Getting the OCR addon to run on Ubuntu

Hey there, maybe someone’s here who can help me to get one of the OCR add-ons (https://ankiweb.net/shared/info/450181164)(https://ankiweb.net/shared/info/1746010116) running on Ubuntu (latest version of Anki and latest LTS release of Ubuntu). I’ve tried the whole day but failed miserably.

So obviously I somehow need to install tesseract-ocr. That I plainly tried with sudo apt install tesseract-ocr. Then I figured that I might need pytesseract, so I installed pip3 and did pip install pytesseract. But that’s about as far as I got…I tried to set the Pythonpath to the pytesseract script but I’m not sure whether that was successful and the Anki addons still tell me that either tesseract is not installed or the path is not set right.

Luckily I was able to get it running in the meantime :slight_smile:

2 Likes

Please, if you could explain it, it would be great! :slight_smile:

Sure, I’ll try. So as I said, I first tried to install everything with simple terminal commands:
sudo apt install tesseract-ocr -y
sudo apt install libtesseract-dev -y
sudo apt install python3-pip -y
pip install pytesseract

Then I tried to set the pythonpath to the folder with the pytesseract script because I suspected that it generated an error. This should be able to be done by adding this line to the very end of the bashrc file and then saving it: export PATH=“<path_to_pytesseract_file>:$PATH”

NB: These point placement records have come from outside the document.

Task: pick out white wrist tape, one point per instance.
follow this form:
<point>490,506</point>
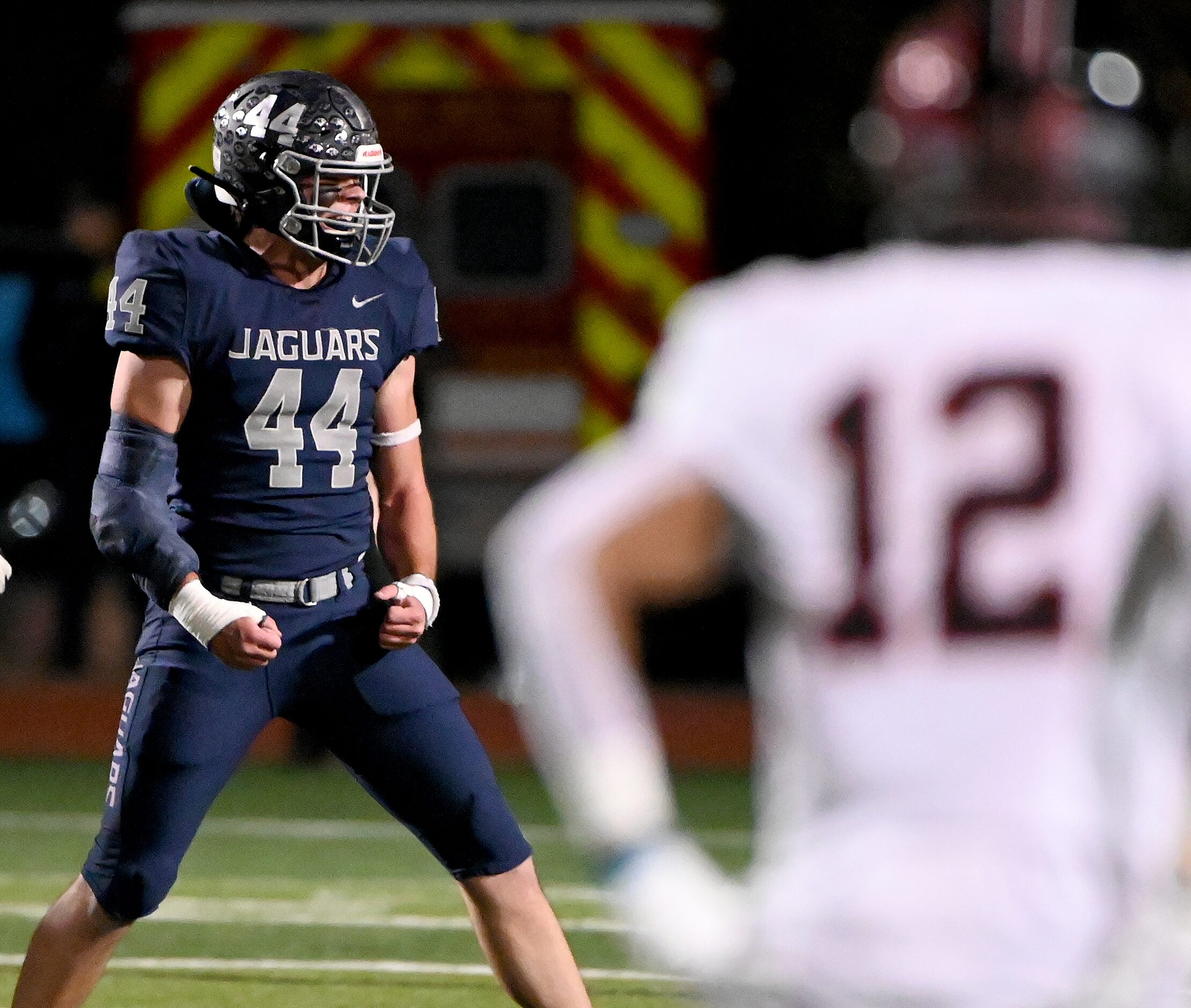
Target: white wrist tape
<point>204,614</point>
<point>392,439</point>
<point>421,588</point>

But here’s the thing: I don’t know how much of this was actually relevant to get the thing working in the end. I suspect that pytesseract should be needed as well as libtesseract-dev as I read somewhere it’s a dependency of pytesseract. No certainty here.

What really did the trick was actually carefully following the instructions provided by tesseract (building from git):

sudo apt-get install automake ca-certificates g++ git libtool libleptonica-dev make pkg-config

for necessary tools.

git clone GitHub - tesseract-ocr/tesseract: Tesseract Open Source OCR Engine (main repository)

getting the master branch

cd tesseract
./autogen.sh
./configure
make
sudo make install
sudo ldconfig

building the stuff. I ran all the commands after each other but I guess you could just copy and paste the whole block.

After that, the thing was still not running, because I forgot to put the traineddata of the language I wanted (eng) into /usr/local/share/tessdata. This I had to do with a command because the directory was protected, so I had to do sudo mv eng.traineddata /usr/local/share/tessdata

After that, the thing was running. I’d be very interested to hear if it works for others as well.